4. Train QSage Sub-Sages (Optional — Skip if using pre-compiled model)#

Train surrogate models for each ML model and metric combination.

⏱️ Warning: This step can take a significant amount of time (potentially hours depending on your hardware). If you downloaded the pre-compiled model in Section 3b, skip this section and proceed to Section 6.

[ ]:

# Train sub-sages with Random Forest
# NOTE: This step is optional if you loaded the pre-compiled model above.
print("Training QSage sub-sages (this may take a long time)...")
sage.train_sub_sages(
    test_size=0.2,
    sage_type='random_forest',  # or 'mlp'
    n_iter=50,  # Number of hyperparameter search iterations
    cv=5  # Cross-validation folds
)
print("✓ Training complete!")

5. Visualize Training Results (Optional — Skip if using pre-compiled model)#

[ ]:

# Plot training results
sage.plot_results(figsize=(8, 5))

6. Make Predictions#

Use QSage to predict which model will perform best on a new dataset.

The input to predict() is the dataset complexity features from your QProfiler output — the columns that describe the intrinsic properties of your dataset (e.g., intrinsic dimension, number of samples, Fisher discriminant ratio, etc.).

Note: If you loaded the pre-compiled model (Section 3b) and skipped Section 3, the cell below will load the QProfiler data and select a dataset to predict on automatically.

[ ]:

# If held_out_df is not defined (pre-compiled model path), load QProfiler data now
if 'held_out_df' not in dir() or held_out_df is None:
    _qp_df = pd.read_csv('../QProfiler/ModelResults.csv')
    _qp_df['embeddings'] = _qp_df['embeddings'].fillna('none')
    _qp_df['datatype'] = _qp_df['Dataset']
    _qp_df['model_embed_datatype'] = _qp_df['model'] + '_' + _qp_df['embeddings'] + '_' + _qp_df['datatype']
    if 'iteration' not in _qp_df.columns:
        _qp_df['iteration'] = 1
    held_out_dataset = _qp_df['Dataset'].unique()[0]
    held_out_df = _qp_df[_qp_df['Dataset'].str.contains(held_out_dataset, regex=False)]
    print(f"Loaded QProfiler data.

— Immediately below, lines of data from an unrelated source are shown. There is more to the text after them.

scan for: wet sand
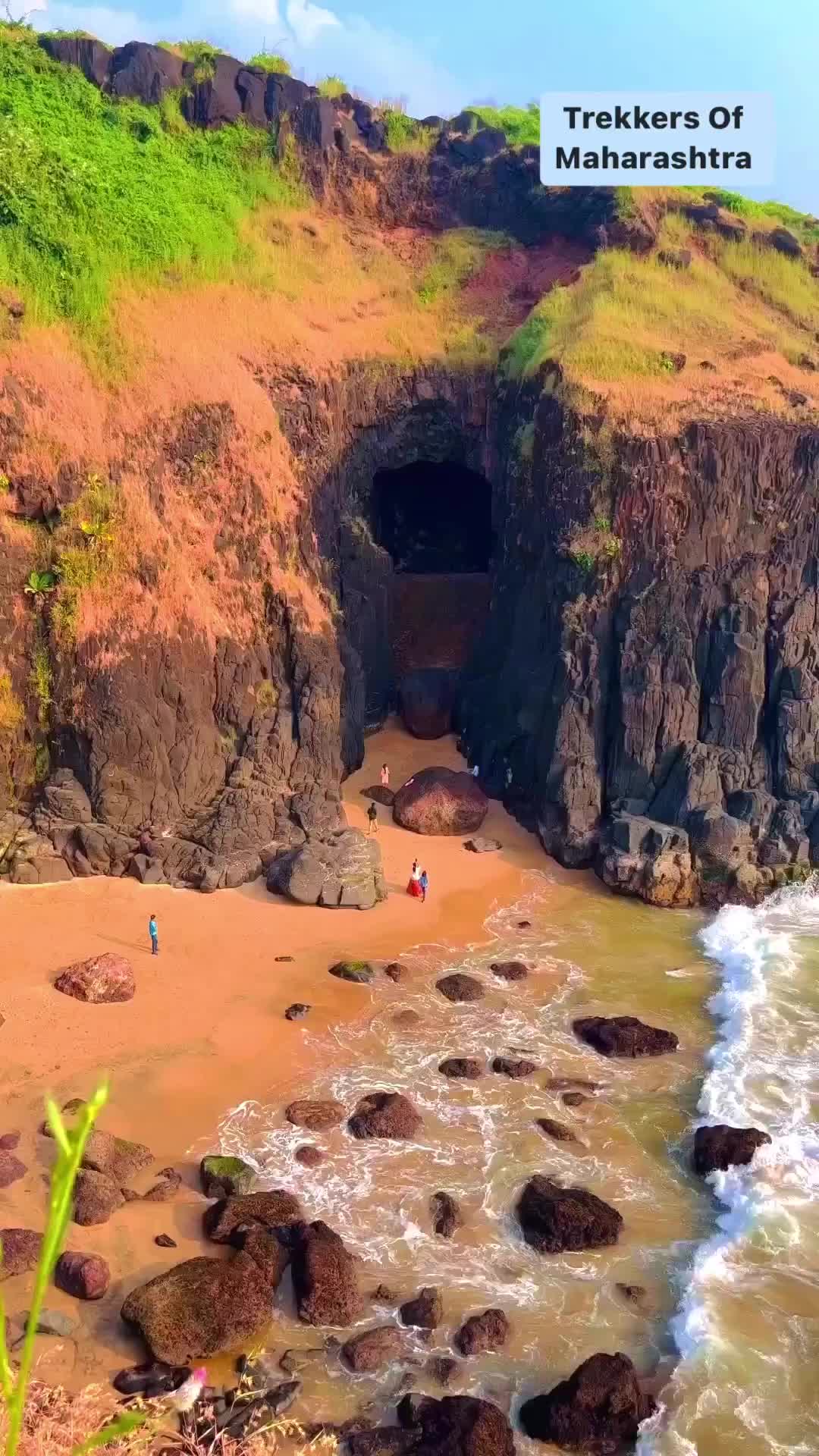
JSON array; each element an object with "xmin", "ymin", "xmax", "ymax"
[{"xmin": 0, "ymin": 725, "xmax": 559, "ymax": 1385}]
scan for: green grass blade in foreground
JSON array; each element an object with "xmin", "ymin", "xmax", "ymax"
[{"xmin": 0, "ymin": 1082, "xmax": 108, "ymax": 1456}]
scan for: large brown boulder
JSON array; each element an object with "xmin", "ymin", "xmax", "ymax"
[
  {"xmin": 54, "ymin": 951, "xmax": 137, "ymax": 1005},
  {"xmin": 398, "ymin": 667, "xmax": 456, "ymax": 738},
  {"xmin": 122, "ymin": 1230, "xmax": 286, "ymax": 1366},
  {"xmin": 347, "ymin": 1092, "xmax": 421, "ymax": 1138},
  {"xmin": 341, "ymin": 1325, "xmax": 406, "ymax": 1374},
  {"xmin": 293, "ymin": 1219, "xmax": 364, "ymax": 1325},
  {"xmin": 392, "ymin": 769, "xmax": 490, "ymax": 834},
  {"xmin": 520, "ymin": 1354, "xmax": 656, "ymax": 1456},
  {"xmin": 517, "ymin": 1174, "xmax": 623, "ymax": 1254},
  {"xmin": 453, "ymin": 1309, "xmax": 509, "ymax": 1356},
  {"xmin": 284, "ymin": 1098, "xmax": 344, "ymax": 1133},
  {"xmin": 694, "ymin": 1122, "xmax": 771, "ymax": 1178},
  {"xmin": 571, "ymin": 1016, "xmax": 679, "ymax": 1057},
  {"xmin": 267, "ymin": 828, "xmax": 386, "ymax": 910},
  {"xmin": 202, "ymin": 1188, "xmax": 303, "ymax": 1244}
]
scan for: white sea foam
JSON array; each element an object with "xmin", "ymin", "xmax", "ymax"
[{"xmin": 637, "ymin": 883, "xmax": 819, "ymax": 1456}]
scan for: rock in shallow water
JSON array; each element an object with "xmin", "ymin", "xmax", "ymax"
[
  {"xmin": 517, "ymin": 1174, "xmax": 623, "ymax": 1254},
  {"xmin": 520, "ymin": 1354, "xmax": 654, "ymax": 1456},
  {"xmin": 694, "ymin": 1122, "xmax": 771, "ymax": 1178},
  {"xmin": 571, "ymin": 1016, "xmax": 679, "ymax": 1057}
]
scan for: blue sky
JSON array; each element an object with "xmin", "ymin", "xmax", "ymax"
[{"xmin": 32, "ymin": 0, "xmax": 819, "ymax": 212}]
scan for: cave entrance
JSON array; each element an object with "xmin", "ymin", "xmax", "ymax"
[
  {"xmin": 373, "ymin": 460, "xmax": 493, "ymax": 575},
  {"xmin": 372, "ymin": 460, "xmax": 494, "ymax": 680}
]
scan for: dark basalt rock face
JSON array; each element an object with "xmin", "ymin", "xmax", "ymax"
[
  {"xmin": 571, "ymin": 1016, "xmax": 679, "ymax": 1057},
  {"xmin": 694, "ymin": 1122, "xmax": 771, "ymax": 1178},
  {"xmin": 520, "ymin": 1354, "xmax": 656, "ymax": 1456},
  {"xmin": 516, "ymin": 1174, "xmax": 623, "ymax": 1254}
]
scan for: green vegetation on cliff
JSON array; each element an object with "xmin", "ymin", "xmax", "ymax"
[{"xmin": 0, "ymin": 27, "xmax": 296, "ymax": 325}]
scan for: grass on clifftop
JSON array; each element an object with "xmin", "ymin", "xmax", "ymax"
[{"xmin": 0, "ymin": 27, "xmax": 296, "ymax": 326}]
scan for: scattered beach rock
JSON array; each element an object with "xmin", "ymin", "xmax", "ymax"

Using '{held_out_dataset}' as the target dataset.")

# Extract dataset complexity features for the held-out dataset
# Use only the feature columns that QSage was trained on
available_features = [c for c in sage._columns_data_features if c in held_out_df.columns]
held_out_features = held_out_df[available_features].drop_duplicates()

print(f"Dataset: {held_out_df['Dataset'].unique()}")
print(f"\nDataset complexity features:")
print(held_out_features.T)

# Make predictions for accuracy metric
predictions = sage.predict(held_out_features, metric='accuracy')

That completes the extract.